Orangutan Foundation International (OFI) and The Rimba Raya Biodiversity Reserve, an InfiniteEARTH Project, enjoy a field conservation partnership. The Reserve, ideal orangutan habitat consisting of primary peat swamp forest, was envisioned as a release site for returning rehabilitated ex-captive orangutans to the wild a decade ago. With the release of five orangutans on February 22nd the site was finally inaugurated for this purpose after many years of planning.

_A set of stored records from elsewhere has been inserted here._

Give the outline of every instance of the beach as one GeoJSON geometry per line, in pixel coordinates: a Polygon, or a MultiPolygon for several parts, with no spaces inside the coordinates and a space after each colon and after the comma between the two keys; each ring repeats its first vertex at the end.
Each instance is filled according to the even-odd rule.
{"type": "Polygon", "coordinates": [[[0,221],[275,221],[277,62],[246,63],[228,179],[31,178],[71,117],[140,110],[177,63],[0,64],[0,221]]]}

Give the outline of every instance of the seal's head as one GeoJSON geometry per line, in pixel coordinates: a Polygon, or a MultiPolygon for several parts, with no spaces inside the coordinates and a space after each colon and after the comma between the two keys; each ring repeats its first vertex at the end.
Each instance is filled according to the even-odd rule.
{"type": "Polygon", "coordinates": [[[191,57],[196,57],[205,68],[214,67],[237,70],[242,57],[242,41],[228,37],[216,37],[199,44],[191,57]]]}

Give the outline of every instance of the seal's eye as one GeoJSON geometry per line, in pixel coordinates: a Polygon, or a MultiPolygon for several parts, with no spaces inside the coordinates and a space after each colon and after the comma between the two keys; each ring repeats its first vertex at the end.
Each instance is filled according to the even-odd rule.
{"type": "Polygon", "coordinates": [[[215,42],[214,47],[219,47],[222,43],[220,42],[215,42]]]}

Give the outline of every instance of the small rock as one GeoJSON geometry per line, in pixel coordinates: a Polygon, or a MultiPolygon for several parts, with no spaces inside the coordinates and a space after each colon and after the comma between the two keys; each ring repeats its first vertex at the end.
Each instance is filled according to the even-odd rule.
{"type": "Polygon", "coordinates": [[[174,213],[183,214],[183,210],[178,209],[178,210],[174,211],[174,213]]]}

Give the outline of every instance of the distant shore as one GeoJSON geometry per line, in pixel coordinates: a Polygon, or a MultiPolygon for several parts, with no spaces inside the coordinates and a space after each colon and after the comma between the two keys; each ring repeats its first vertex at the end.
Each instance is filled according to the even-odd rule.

OFI President Dr. Birutė Mary Galdikas, OFI Release Staff, several representatives from Rimba Raya, Indonesian government officials from BKSDA , and representatives of P.T. Smart who are the sponsors of the “Friends of the Orangutan” program, were present for the release.
Imung and Jambul, two adolescent males, were released first. Imung, who was clearly eager to be back in the trees did not hesitate for a moment before leaping out of the transport cage with Jambul following shortly behind.
Mercedes and Imas, adolescent females, were released at a second feeding platform nearby. Both females took to the trees very quickly, without even looking at the rambutan fruit that had been laid out for them.
Joeschmick, a flanged adult male, was released shortly after the females. There was unanticipated excitement as adult male orangutan Joeschmick, seemingly confused, panicked and jumped from his transport cage, rushing into the watching crowd of people who scattered, running away. Joeschmick, incongruously named after a San Diego marine biologist who once served as a volunteer, bumped twice into Dr. Galdikas without any harm, hugged the OFI intern for a short minute, and ran around randomly without harming anyone.
Releases are always a bittersweet moment, as orangutans who have been under OFI care for many years enter a new stage of life, their true life in the forest. As Dr. Biruté Mary Galdikas quoted in a short speech before the release, “When one door closes, another door opens.”
Dr. Galdikas later commented that the interesting thing about this release was that not one of the usually food-obsessed orangutans paused even for a second to look at the fruit provided but rather went straight into the trees.